At this point, you might be wondering: why use so many tools? Seeing that breast cancer is complex, no single tool gives the full picture. So as to get reliable results, combining all these databases makes the findings much stronger.

They Studied Over 1,000 Patient Samples

The team analyzed data from the TCGA (The Cancer Genome Atlas) database. This included over 1,100 breast cancer samples. Prior to this kind of study, scientists had to run expensive lab experiments.
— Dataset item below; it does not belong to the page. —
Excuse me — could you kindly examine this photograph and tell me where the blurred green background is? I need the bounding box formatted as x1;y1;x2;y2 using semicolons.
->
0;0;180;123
At the present time, tools like TCGA let researchers study human data at scale — using only a computer.

Also Read: Top 5 Biomedical Engineering Career Opportunities for Graduates


Bioinformatics in cancer research: What Did They Find?

KDM Genes Are Misregulated in Breast Cancer

The research found something fascinating. Several KDM genes were much more active in tumor tissue. For example, KDM5B was turned up high in many breast cancers. What’s more, patients with high KDM5B levels had shorter survival times. In contrast, some other KDM genes — like KDM6A and KDM4B — were low in tumors. When those genes were higher, patients actually lived longer.

To illustrate, think of it like a classroom. Some students (genes) are overachievers causing chaos. Others are the calming influence. In breast cancer, the balance is broken.

KDM2B and Drug Resistance

One of the most exciting findings involves KDM2B. This gene showed the strongest links to how cancer cells respond to drugs. The study found that high KDM2B expression was linked to resistance to Methotrexate and Doxorubicin — two common chemotherapy drugs. So long as KDM2B stays highly active, cancer cells seem to fight off treatment.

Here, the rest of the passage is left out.